Tuesday, 6 June 2023

NVA Part IV: NVA Redundancy with Azure Internal Load Balancer

Introduction

To achieve active/active redundancy for a Network Virtual Appliance (NVA) in a Hub-and-Spoke VNet design, we can utilize an Internal Load Balancer (ILB) to enable Spoke-to-Spoke traffic.

Figure 5-1 illustrates our example topology, which consists of a vnet-hub and spoke VNets. The ILB is associated with the subnet 10.0.1.0/24, where we allocate a Frontend IP address (FIP) using dynamic or static methods. Unlike a public load balancer's inbound rules, we can choose the High-Availability (HA) ports option to load balance all TCP and UDP flows. The backend pool and health probe configurations remain the same as those used with a Public Load Balancer (PLB).

From the NVA perspective, the configuration is straightforward. We enable IP forwarding in the Linux kernel and virtual NIC but not pre-routing (destination NAT). We can use Post-routing policies (source NAT) if we want to hide real IP addresses or if symmetric traffic paths are required. To route egress traffic from spoke sites to the NVAs via the ILB, we create subnet-specific route tables in the spoke VNets. The reason why the "rt-spoke1" route table has an entry "10.2.0.0/24 > 10.0.1.6 (ILB)" is that vm-prod-1 has a public IP address used for external access. If we were to set the default route, as we have in the subnet 10.2.0.0/24 in "vnet-spoke2", the external connection would fail.

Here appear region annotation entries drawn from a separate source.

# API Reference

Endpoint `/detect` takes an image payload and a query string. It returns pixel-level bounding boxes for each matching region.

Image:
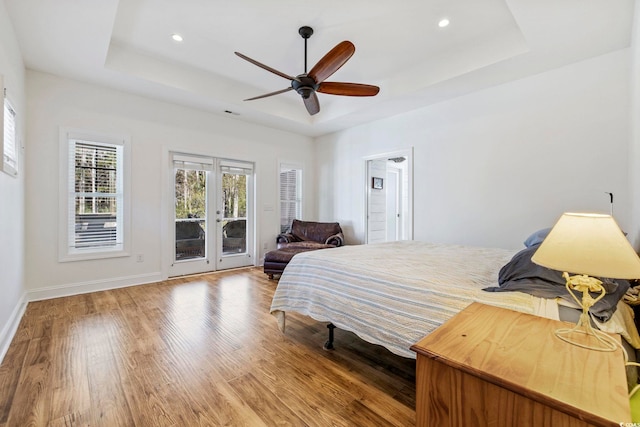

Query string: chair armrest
[324,233,344,246]
[276,233,302,243]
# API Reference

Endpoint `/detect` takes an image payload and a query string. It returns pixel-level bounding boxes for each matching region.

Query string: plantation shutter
[68,139,124,252]
[280,165,302,233]
[173,154,213,171]
[2,98,18,175]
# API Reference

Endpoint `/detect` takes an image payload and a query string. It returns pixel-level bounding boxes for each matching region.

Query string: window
[1,88,18,175]
[280,163,302,233]
[60,131,129,261]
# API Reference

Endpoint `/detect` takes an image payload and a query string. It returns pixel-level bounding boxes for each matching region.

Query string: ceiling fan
[235,26,380,116]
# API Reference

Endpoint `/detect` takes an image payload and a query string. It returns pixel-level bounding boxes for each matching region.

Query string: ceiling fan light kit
[235,26,380,115]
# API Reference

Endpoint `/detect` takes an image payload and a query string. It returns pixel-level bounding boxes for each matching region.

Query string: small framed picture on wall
[371,176,383,190]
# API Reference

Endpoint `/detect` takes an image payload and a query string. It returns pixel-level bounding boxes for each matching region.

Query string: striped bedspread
[271,241,534,358]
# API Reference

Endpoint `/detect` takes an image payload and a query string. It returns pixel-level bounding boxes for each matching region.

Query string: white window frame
[58,128,131,262]
[0,85,19,176]
[278,162,304,232]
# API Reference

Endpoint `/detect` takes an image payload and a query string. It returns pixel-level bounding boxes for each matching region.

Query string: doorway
[365,150,413,243]
[169,153,255,277]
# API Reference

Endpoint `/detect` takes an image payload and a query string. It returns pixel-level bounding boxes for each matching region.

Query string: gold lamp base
[555,272,618,351]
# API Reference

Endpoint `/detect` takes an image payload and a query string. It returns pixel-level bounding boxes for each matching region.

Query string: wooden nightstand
[411,303,631,427]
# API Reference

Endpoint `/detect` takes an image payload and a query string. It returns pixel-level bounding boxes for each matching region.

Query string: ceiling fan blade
[302,92,320,116]
[317,82,380,96]
[307,40,356,83]
[244,87,293,101]
[234,52,293,80]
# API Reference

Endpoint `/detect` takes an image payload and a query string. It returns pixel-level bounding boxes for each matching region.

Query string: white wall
[629,0,640,250]
[0,1,26,360]
[317,49,637,248]
[26,71,316,298]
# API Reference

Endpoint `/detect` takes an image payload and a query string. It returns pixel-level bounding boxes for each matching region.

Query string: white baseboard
[27,272,162,301]
[0,293,27,363]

Figure 5-1: ILB Example Topology.

Internal Load Balancer’s Settings


Frontend IP Address


The figure below shows the settings of ILB. We have selected the subnet 10.0.1.0/24 and the dynamic IP address allocation method. This IP address is used as a frontend IP address in inbound rule (Figure 5-5).

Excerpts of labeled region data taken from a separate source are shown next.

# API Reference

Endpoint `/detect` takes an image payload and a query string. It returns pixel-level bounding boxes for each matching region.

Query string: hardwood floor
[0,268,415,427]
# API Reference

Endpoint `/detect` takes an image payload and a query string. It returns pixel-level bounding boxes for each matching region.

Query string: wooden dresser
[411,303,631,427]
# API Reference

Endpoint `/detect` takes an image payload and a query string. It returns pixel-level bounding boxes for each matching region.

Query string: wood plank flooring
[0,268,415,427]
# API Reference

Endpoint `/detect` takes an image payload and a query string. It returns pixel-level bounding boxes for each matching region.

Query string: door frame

Figure 5-2: ILB’s Frontend IP Setting.

Backend Pool


Figure 5-3 shows the Backend pool, to which we have attached our NVAs. 

Figure 5-3: ILB’s Backend Pool Setting.

Health Probes


Figure 5-4 shows the Health Probe settings. We use TCP/22 because Linux listens to SSH by default on all ports.

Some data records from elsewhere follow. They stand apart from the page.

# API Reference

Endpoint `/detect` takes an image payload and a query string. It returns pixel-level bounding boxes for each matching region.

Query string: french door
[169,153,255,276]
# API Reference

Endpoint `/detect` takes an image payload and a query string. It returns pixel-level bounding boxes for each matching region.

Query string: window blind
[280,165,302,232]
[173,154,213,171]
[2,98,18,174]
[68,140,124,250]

Figure 5-4: ILB’s Health Setting.

Inbound Rule


Figure 5-5 illustrates our example inbound rule, where the frontend IP address is associated with the backend pool and utilizes the health probe depicted in Figure 5-4. Besides, the “High availability ports” option has been selected to allow TCP/UDP flows. In summary, when a virtual machine (VM) sends traffic via the ILB using the frontend IP address 10.0.1.6 as the next-hop (defined in the subnet-specific route table), the ILB forwards the traffic to one of the healthy NVAs associated with the backend pool.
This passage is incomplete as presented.